Why does Search endpoint show search results of the other region?

shahoodshahood Member

Hi @AmosDuveen ,

These days, I'm trying to understand how region has been implemented in this API. So, I'll be throwing even more questions like this in future.

Now for example, if I search for 'arcade' using https://od-api.oxforddictionaries.com:443/api/v1/search/en?q=arcade&prefix=false&regions=gb, the API returns 8 results all from region "gb" but one which is as follows:

"matchType": "headword",
"region": "us",
"score": 1.2160443,
"word": "video arcade",
"id": "video_arcade",
"matchString": "arcade"

So what's the purpose of region filter in Search endpoint, if it still returns results from the unwanted region?



  • AmosDuveenAmosDuveen Member, Administrator, Moderator admin

    Hi Shahood,

    There was a thread about this issue here, where you will also find my response.

  • shahoodshahood Member

    Hi @AmosDuveen

    I've gone through this thread already but couldn't find answer to my question there.

    I know we have only 2 regions to choose from but I don't know how to choose them accurately and I need help with that.

    To me, if we apply the region filter to Search endpoint, it should give only those search results that are relevant to the filtered region. This certainly is not the case here.

    So pl make me understand how this filter is designed to work.


  • AmosDuveenAmosDuveen Member, Administrator, Moderator admin
    edited February 6

    Hi @shahood,

    The issue you're having is the confusion between regions (plural; a filter) and region (singular; a label). That confusing labeling is our fault.

    What you are seeing is an Americanism that is listed in the Oxford Dictionary of English (ODE, our best single volume dictionary covering current British and World English); had you used the .../regions=us/... filter, you would have been directed to results from the New Oxford American Dictionary (NOAD, a parallel work to ODE that is focused on US English), where you would have found some terms with a region label indicating a variety of British English.

    This is very much as expected; given the overlap between GB and US varieties of English, it would be remiss of us to exclude such variant spellings from either dataset. Even within Oxford, for example, the editorial preference is for -ize spellings (for etymological reasons) which is more usual in the US whereas -ise spellings are more common in the UK.

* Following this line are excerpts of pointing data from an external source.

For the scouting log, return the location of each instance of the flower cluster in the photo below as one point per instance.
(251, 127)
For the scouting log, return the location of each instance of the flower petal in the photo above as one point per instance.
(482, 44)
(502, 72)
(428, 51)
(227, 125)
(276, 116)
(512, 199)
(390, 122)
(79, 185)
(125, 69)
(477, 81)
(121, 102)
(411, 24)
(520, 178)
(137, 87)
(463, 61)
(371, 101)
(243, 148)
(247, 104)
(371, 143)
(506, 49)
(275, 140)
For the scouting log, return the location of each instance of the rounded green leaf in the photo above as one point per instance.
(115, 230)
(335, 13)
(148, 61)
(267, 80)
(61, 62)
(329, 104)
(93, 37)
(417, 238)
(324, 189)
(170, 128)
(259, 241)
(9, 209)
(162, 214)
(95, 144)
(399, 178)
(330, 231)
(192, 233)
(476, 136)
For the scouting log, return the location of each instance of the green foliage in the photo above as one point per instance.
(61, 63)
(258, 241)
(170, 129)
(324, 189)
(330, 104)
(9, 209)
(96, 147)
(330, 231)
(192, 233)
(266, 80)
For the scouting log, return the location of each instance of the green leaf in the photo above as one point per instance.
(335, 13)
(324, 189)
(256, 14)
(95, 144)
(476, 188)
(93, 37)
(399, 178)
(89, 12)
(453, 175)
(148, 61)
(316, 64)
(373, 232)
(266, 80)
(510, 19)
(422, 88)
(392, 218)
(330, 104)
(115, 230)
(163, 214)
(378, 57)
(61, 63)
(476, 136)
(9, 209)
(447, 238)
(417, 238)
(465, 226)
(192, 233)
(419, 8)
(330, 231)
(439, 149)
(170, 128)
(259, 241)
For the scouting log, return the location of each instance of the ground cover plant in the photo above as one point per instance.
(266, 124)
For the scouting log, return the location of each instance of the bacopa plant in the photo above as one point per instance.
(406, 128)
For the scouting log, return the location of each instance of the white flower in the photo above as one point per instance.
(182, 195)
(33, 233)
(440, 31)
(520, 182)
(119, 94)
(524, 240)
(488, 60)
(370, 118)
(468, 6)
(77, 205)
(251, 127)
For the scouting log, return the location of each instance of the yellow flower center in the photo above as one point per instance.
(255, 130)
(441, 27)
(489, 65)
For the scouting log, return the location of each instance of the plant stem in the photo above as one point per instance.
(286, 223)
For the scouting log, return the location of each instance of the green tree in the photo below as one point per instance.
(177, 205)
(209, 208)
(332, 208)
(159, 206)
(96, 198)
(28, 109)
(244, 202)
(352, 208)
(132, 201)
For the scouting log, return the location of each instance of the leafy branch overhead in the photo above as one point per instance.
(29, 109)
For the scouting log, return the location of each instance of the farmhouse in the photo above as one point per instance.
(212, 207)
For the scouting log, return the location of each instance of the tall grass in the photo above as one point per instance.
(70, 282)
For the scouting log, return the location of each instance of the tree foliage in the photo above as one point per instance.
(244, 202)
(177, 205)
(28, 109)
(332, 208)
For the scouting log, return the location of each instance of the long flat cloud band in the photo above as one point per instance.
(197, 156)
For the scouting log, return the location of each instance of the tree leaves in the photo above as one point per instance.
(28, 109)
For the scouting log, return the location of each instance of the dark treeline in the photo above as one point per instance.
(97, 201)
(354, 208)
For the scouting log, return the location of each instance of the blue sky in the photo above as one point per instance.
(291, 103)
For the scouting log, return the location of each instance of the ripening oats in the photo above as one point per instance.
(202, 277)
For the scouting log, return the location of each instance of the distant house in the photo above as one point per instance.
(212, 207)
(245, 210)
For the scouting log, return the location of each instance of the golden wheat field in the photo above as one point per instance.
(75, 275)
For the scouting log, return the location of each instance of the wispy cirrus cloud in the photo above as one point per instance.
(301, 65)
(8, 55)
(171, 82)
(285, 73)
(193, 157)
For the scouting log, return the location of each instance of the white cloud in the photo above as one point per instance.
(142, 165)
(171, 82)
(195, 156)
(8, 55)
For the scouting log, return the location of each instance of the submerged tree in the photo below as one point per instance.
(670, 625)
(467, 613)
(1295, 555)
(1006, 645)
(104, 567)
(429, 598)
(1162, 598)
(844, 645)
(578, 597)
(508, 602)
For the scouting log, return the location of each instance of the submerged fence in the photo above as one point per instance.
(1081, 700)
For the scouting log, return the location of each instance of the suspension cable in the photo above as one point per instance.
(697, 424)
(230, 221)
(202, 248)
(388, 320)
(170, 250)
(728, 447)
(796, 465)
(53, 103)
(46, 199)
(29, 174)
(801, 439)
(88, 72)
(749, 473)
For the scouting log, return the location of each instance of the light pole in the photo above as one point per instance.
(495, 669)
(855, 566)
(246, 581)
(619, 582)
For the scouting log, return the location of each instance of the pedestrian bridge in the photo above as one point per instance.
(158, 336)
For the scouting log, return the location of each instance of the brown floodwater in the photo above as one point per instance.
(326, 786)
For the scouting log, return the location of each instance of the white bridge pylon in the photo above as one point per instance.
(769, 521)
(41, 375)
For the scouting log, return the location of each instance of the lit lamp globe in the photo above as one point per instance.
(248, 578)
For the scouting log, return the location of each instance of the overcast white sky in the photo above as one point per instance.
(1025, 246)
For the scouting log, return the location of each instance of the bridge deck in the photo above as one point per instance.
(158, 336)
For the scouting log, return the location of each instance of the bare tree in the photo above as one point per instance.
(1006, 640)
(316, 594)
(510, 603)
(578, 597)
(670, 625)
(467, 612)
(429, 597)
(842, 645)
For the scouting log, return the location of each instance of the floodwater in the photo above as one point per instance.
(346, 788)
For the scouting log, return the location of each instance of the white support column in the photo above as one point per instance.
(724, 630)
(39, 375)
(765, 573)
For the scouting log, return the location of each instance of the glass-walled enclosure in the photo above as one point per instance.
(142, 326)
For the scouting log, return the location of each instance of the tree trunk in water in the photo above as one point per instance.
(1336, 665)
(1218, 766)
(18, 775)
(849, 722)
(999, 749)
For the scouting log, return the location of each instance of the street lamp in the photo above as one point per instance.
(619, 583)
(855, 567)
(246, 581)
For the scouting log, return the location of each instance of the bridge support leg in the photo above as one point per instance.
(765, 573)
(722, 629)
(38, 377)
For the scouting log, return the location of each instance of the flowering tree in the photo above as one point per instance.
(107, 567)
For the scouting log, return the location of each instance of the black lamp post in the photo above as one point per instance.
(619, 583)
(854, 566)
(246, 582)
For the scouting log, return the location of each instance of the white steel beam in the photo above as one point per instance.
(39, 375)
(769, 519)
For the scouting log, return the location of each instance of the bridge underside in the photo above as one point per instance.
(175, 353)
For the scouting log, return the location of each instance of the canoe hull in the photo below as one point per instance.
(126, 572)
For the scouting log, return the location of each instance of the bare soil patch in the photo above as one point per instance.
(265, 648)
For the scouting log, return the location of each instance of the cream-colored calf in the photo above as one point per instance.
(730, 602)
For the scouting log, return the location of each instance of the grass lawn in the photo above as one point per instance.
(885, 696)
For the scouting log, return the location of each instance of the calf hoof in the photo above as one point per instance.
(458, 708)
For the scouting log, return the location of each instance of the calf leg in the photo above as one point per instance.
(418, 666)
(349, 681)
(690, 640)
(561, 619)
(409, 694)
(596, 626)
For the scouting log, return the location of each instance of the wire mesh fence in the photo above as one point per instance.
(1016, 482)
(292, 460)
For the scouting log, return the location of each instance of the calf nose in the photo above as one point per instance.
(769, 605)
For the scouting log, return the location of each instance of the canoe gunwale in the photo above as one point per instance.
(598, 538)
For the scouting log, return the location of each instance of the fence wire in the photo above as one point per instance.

    I think the thing to remember is that the regions (plural) filter gives you a different version of English which will broadly correlate with one or other geographical spread but the region (singular) label will give you a more precise geographical location for any given variant or sense.

  • shahoodshahood Member

    @AmosDuveen Thanks for the detailed reply. Now it is starting to make some sense to me. Let me chew over it for some time before I take the discussion any further.
    Thanks again!

  • shahoodshahood Member

    @AmosDuveen Ok I need to try and understand the difference between the behaviour of Search and Entries endpoints with respect to how they respond to the region filter.

    So sticking to the earlier example, if I search for 'video arcade' using Search endpoint and providing 'gb' as region, the first search result is 'video arcade' with region 'us' but when I search for 'video arcade' providing the same region 'gb' using Entries endpoint, I get a 404.

    If 'gb' means ODE and 'us' means NOAD to both the endpoints, then why are the responses different?
    I mean if, Search endpoint looked up ODE and found an exact match, why couldn't Entries endpoint find the same result when it was looking the same query up in the same dataset?
    Entries endpoint is clearly telling that 'video arcade' is not available in ODE but why is Search endpoint not clear about it OR what is Search endpoint actually telling?
    If Search endpoint searches the query from both datasets at the same time, then I am forced to go back to my original question: What is the purpose of region filter in Search endpoint?

    Please understand that I need to clear my mind before going ahead with any implementation that involves providing choice of region to the user. That's all!


  • AmosDuveenAmosDuveen Member, Administrator, Moderator admin

    Hi @shahood,

    ODE and NOAD are, in effect, different datasets (it's actually a bit more complicated than that, but for the purposes of this discussion, it is best to think of them in that way). What you found with video arcade was an example of an entry that exists in NOAD but not in ODE (hence the 404).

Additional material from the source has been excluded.